Scott is more quick than fast, staying with the defender until he’s ready to make his move, at which point he uses sharp head movement and body positioning to play bigger than whoever is covering him. That being said, I wouldn’t peg Scott as a blocking asset. He doesn’t tend to make glaring mistakes in that department, but he doesn’t go all out either. One boost to his stock is the fact that Scott’s a solid kick-returner who rarely drops the ball and has quick feet. He’s also stayed major injury free during his time in college. Scott left Clemson after his junior year of eligibility, but did so having already graduated, hence his eligibility for the Senior Bowl.
Fantasy Outlook: A jack of many trades, but not necessarily a master of any, Scott was productive enough in college and possesses sure enough hands to get taken in the mid-rounds of the NFL draft.
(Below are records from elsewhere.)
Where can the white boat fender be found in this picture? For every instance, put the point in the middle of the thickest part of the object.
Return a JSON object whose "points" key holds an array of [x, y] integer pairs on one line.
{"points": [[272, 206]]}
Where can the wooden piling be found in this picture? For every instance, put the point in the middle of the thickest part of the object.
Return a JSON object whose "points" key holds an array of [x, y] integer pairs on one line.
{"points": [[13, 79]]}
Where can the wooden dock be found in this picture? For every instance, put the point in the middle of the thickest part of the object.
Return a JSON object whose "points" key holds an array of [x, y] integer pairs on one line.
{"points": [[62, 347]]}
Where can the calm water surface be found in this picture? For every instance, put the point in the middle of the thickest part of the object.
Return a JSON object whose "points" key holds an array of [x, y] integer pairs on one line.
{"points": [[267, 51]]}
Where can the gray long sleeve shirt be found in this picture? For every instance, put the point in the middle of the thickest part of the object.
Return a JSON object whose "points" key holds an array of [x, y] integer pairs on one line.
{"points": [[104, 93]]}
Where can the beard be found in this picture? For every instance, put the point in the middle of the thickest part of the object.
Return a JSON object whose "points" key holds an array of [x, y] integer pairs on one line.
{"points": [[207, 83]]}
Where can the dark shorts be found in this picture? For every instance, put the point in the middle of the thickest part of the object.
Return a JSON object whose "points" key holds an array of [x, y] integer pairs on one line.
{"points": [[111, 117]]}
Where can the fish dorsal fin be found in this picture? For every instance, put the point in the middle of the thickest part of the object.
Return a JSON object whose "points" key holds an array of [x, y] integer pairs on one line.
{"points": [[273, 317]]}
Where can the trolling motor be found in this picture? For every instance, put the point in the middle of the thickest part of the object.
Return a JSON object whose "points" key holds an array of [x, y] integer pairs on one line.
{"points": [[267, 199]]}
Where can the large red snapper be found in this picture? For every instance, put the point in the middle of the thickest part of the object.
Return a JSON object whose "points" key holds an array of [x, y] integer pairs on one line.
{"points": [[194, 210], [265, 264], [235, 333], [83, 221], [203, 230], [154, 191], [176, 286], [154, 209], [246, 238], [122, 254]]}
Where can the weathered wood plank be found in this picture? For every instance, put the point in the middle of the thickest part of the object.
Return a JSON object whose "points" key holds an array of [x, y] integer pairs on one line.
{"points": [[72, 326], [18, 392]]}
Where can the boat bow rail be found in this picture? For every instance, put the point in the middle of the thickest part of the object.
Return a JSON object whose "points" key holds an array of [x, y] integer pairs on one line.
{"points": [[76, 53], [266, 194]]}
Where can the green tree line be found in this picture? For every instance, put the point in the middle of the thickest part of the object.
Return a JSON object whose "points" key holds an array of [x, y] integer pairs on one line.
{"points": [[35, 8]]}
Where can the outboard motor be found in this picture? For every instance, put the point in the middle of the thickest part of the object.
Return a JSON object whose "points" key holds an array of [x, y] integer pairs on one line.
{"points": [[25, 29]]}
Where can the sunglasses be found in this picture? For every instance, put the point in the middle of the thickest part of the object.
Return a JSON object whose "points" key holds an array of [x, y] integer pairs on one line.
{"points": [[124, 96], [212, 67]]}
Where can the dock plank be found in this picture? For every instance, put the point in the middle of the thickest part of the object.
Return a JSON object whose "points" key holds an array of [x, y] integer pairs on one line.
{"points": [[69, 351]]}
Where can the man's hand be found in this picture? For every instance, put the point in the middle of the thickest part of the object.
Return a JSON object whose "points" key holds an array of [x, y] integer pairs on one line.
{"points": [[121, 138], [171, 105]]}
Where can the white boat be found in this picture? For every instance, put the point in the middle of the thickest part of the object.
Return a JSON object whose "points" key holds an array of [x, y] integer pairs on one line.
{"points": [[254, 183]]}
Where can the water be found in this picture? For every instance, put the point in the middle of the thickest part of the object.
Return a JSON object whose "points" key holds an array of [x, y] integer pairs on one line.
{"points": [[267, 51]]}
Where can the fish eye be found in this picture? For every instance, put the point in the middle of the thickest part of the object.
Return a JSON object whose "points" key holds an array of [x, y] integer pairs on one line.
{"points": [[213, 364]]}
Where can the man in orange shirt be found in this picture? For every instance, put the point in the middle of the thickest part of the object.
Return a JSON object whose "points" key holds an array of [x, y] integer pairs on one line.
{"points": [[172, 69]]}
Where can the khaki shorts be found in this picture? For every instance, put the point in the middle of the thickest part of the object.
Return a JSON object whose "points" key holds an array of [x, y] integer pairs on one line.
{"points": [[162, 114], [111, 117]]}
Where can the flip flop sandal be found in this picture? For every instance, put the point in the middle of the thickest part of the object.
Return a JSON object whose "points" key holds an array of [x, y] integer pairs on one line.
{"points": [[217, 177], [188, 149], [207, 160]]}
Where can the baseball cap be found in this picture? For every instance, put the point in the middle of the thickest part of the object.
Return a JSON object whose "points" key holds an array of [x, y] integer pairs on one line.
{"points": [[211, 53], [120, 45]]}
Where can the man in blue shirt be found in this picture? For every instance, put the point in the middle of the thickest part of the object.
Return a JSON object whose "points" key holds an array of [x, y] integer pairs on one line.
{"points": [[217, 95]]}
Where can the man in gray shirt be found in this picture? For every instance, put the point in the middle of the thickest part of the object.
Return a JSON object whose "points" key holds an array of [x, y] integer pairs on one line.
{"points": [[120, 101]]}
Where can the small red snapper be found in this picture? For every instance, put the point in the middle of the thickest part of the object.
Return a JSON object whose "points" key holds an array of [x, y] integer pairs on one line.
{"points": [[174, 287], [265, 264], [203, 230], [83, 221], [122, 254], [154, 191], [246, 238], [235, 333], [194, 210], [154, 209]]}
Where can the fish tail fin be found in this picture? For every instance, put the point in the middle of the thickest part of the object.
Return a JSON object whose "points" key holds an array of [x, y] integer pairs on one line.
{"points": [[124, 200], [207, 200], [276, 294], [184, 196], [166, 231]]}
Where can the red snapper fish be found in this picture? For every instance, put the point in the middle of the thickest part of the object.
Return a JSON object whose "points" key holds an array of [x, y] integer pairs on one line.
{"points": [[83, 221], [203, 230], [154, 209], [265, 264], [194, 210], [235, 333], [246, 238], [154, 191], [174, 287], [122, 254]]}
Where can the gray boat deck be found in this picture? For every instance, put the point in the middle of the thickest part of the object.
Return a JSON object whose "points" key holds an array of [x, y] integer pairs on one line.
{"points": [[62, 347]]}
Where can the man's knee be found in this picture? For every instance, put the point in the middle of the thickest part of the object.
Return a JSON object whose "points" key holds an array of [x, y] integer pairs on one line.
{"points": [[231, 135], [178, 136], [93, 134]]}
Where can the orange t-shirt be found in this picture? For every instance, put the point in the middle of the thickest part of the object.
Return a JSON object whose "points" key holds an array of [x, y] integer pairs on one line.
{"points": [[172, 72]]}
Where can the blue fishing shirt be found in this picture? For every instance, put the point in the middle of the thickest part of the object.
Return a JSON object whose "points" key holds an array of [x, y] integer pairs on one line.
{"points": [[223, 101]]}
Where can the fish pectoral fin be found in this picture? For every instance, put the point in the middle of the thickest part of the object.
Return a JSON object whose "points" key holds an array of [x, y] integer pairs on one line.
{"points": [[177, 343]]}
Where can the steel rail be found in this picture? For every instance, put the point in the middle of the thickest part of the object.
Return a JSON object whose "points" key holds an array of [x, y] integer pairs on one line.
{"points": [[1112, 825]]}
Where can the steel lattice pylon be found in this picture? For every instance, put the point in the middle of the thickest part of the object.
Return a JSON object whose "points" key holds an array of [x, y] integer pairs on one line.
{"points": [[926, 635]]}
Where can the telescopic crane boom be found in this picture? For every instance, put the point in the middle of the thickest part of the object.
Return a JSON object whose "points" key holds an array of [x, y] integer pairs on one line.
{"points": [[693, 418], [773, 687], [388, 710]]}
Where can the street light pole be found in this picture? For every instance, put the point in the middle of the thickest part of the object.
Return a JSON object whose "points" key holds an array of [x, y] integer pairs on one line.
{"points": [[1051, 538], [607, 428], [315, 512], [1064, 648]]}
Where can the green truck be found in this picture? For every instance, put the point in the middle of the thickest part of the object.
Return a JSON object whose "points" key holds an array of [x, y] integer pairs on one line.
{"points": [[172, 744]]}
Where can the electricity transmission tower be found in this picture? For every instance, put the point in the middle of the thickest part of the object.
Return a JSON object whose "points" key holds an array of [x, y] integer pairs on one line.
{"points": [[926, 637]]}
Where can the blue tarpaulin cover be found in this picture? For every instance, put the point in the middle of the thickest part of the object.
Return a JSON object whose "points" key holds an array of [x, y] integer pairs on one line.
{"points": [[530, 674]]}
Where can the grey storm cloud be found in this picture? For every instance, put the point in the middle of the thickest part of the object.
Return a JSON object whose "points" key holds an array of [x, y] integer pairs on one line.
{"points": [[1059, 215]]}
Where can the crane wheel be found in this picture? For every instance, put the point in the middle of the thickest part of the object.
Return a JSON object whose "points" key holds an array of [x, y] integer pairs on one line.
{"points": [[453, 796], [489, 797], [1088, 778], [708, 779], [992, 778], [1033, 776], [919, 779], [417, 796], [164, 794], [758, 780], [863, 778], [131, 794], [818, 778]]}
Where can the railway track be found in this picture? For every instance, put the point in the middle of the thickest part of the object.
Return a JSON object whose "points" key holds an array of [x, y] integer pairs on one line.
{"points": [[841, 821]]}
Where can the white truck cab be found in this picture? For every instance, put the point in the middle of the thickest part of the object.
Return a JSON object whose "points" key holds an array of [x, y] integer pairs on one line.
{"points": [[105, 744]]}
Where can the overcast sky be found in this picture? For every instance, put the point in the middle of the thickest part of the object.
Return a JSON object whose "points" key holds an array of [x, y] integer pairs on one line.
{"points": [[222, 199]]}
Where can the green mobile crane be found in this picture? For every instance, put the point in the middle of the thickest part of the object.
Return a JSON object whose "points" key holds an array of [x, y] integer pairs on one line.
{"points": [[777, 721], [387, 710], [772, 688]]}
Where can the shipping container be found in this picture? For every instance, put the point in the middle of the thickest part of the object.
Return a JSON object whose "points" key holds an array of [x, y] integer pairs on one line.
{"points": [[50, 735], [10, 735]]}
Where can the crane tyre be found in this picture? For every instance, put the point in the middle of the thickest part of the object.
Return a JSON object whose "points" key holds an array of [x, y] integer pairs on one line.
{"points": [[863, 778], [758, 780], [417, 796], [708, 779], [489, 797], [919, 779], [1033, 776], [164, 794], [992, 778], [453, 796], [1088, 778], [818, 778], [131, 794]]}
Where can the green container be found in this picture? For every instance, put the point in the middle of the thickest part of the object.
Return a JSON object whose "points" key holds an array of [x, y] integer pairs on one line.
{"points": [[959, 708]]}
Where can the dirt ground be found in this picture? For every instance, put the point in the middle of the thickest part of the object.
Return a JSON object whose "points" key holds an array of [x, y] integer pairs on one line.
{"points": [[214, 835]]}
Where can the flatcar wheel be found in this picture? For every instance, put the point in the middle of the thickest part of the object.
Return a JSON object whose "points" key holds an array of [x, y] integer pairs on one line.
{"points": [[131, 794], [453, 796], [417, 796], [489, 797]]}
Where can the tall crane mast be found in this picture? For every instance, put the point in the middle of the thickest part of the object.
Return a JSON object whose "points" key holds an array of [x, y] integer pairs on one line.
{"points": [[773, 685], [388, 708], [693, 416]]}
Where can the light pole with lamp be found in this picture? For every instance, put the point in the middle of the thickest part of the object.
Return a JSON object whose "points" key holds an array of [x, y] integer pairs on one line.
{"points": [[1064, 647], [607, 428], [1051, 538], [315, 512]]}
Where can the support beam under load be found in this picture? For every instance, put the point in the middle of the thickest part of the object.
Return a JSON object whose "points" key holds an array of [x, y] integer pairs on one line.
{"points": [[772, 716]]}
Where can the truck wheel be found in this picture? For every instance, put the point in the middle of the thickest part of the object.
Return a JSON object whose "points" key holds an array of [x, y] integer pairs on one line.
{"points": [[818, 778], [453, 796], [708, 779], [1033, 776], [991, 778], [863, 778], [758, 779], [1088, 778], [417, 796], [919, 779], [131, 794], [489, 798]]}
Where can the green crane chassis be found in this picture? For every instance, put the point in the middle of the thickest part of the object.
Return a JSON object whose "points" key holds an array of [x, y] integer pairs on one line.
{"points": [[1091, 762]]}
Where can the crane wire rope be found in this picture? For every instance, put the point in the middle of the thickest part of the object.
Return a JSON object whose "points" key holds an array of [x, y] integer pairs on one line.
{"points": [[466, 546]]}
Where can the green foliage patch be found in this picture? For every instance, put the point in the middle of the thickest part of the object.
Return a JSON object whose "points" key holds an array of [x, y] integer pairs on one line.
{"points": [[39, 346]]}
It doesn’t hurt that he was a busy target on a National Championship winning team. He will likely play the slot in the NFL due to his middling athleticism and lackluster speed, but to his credit, he has shown he can play anywhere he’s needed. I just don’t expect him to excel in any department. I hope he proves me wrong. Scott has second-or-third-option possession receiver written all over him, and while that is useful to teams, he doesn’t strike me as a major fantasy contributor outside of PPR leagues that factor in return yardage. Until we know his exact landing spot, he is not on our radar for early traditional rookie drafts in dynasty leagues outside of the deepest formats.
Before Clemson: Rated as the No. 68 player and No. 10 wide receiver in the nation and No. 8 player in Florida by 247Sports.com … No. 68 player and No. 11 wide receiver in the nation and No. 9 player in Florida by Rivals.com … No. 83 player in the nation and No. 9 player in Florida by ESPN … No. 102 player in the nation by Scout.com … played in the U.S. Army All-American Game … four-year starter at East Lake High School … had 172 receptions for 3,035 yards and 32 touchdowns along with 980 yards and 14 touchdowns on 108 carries, 636 kickoff return yards and 679 punt return yards for 5,330 all-purpose yards and 51 total touchdowns in his career … had 75 tackles in his career … had 37 receptions for 542 yards and five touchdowns along with 729 yards and 13 touchdowns on 67 carries as a senior … led his team to a 13-1 record as a senior … had 64 receptions for 995 yards and 10 touchdowns as a junior … had 54 receptions for 1,158 yards and 12 touchdowns as a sophomore … coached by Bob Hudson at East Lake High School … recruited by Tony Elliott.